I have four videos about the outbreak to share with my readers. The first is This flu season could be worst in a decade from CBS News, which has the best headline and states all the important facts.
The CDC said Friday one in 10 deaths in the U.S. is currently caused by the flu or pneumonia. It's already one of the worst seasons on record, and it may not peak for several weeks. CBS News chief medical correspondent Dr. Jon LaPook reports.The acting director of the CDC appears again in the next video, A Pediatrician’s Tips On Protecting Your Family From Flu from NBC Nightly News.
63 children have died this season, compared to 20 within the same period last year. The CDC says at the current rate 34 million Americans will get the flu this season. One pediatrician shares secrets on how to stop the spread at home.I wouldn't be surprised if more than 60,000 Americans die and one million are hospitalized when this epidemic is over in May. Also, this flu season will likely have lasting effects on how Americans stifle sneezes. The response to the 2009-2010 Swine Flu epidemic included teaching people to sneeze into their sleeves. This one will teach people to sneeze into their shirts, too.
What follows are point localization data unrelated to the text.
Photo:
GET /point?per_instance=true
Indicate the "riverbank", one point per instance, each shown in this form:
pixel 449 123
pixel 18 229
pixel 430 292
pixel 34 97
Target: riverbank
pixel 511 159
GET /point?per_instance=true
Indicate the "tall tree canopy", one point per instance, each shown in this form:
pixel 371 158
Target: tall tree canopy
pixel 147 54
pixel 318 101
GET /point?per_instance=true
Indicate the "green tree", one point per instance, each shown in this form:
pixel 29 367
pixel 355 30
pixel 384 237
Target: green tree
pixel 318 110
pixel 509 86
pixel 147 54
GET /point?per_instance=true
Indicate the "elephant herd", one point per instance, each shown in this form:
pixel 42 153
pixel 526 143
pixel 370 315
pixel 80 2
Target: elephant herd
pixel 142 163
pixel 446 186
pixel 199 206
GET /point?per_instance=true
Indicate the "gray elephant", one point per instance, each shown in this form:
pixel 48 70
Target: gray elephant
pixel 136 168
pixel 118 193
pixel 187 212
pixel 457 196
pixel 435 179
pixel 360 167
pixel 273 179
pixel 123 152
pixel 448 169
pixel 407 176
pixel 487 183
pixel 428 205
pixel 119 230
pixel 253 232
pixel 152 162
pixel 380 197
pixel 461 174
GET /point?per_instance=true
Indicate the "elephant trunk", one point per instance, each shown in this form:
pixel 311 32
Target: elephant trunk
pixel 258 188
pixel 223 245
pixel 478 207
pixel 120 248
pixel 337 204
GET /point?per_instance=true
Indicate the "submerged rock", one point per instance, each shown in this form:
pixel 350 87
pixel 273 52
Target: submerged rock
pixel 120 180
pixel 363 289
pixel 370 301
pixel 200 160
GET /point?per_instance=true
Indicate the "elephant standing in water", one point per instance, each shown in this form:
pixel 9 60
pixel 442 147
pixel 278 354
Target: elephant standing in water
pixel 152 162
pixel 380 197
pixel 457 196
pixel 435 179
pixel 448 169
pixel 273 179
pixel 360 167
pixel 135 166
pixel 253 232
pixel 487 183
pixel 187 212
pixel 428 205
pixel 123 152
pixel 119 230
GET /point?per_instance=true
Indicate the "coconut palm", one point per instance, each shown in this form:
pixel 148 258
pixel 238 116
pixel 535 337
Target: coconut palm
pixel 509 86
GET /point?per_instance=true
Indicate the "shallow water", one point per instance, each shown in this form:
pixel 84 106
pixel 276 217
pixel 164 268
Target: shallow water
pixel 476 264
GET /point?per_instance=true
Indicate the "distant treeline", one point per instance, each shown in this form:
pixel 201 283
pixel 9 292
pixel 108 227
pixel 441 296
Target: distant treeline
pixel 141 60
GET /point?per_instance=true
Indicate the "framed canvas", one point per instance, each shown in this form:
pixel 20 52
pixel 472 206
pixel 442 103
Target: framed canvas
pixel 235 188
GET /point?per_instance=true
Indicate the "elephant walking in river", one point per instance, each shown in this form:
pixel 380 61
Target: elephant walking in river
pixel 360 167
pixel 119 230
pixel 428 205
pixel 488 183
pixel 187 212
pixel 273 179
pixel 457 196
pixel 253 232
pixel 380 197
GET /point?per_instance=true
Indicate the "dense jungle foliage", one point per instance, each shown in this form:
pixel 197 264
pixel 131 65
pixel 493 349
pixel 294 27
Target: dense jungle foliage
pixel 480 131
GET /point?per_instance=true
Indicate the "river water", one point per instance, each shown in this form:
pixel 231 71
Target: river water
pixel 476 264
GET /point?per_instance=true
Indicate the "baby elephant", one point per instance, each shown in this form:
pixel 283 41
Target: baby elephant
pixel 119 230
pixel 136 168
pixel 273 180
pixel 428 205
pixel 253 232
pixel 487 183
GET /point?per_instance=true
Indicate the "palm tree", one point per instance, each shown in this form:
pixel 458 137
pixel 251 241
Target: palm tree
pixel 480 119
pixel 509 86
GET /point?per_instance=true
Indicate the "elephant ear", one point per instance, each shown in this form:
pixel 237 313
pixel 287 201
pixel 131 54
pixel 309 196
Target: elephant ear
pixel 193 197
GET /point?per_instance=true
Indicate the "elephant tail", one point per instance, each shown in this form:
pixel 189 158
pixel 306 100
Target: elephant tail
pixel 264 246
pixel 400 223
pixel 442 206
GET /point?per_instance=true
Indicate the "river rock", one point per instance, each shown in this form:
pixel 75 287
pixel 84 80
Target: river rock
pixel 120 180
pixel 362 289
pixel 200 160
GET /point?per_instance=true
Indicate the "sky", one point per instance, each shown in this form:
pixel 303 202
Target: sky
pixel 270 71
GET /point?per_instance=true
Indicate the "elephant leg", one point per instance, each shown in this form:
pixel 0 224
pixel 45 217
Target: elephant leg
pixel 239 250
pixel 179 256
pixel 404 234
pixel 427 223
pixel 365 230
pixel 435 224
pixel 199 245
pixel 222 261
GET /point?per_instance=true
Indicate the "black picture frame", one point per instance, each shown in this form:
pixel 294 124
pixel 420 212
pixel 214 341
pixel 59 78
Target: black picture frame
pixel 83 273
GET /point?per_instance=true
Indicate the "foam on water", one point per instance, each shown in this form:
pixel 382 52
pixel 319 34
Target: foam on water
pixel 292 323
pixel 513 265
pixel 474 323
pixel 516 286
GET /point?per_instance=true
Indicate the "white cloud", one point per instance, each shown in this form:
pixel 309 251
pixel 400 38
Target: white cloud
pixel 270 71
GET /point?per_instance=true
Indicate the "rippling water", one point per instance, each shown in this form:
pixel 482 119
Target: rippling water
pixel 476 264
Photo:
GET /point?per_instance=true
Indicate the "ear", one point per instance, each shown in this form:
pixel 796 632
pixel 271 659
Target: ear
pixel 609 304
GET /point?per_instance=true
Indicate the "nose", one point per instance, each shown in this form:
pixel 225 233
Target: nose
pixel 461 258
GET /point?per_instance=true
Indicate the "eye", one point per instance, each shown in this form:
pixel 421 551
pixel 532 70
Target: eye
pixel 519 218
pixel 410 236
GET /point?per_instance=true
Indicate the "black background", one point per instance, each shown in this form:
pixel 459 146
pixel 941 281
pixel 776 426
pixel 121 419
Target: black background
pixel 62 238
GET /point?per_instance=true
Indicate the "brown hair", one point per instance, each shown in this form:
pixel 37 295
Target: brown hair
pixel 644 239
Flu victim Gabriella Chabot figured prominently in both of the above reports. CBS Los Angeles posted a KCAL segment on her memorial yesterday, Friends, Parents Attend Touching Vigil For Teen Killed By Flu.
Gabriella Chabot would have turned 15 next week. Tonight, people who knew her tried to come to grips with her loss. Tom Wait reports.My father ran a business in Thousand Oaks when I was kid and I would go to his office with him on weekends, so this story hits close to home, literally. Also, this is the first time I've labeled a post with obituary, pandemics, and kids. I hope I don't have to do that again; the combination hurts.
I conclude by providing the local perspective with WXYZ's latest report on the outbreak, Metro Detroit suffering under harsh flu season as weeks still remain.
The deadly flu epidemic isn’t easing up anytime soon. Several more deaths have been reported in just the last few days including a White Lake man and a 12-year-old boy here in Michigan.This segment had even more useful statistics, even though they did not include the latest ten pediatric deaths.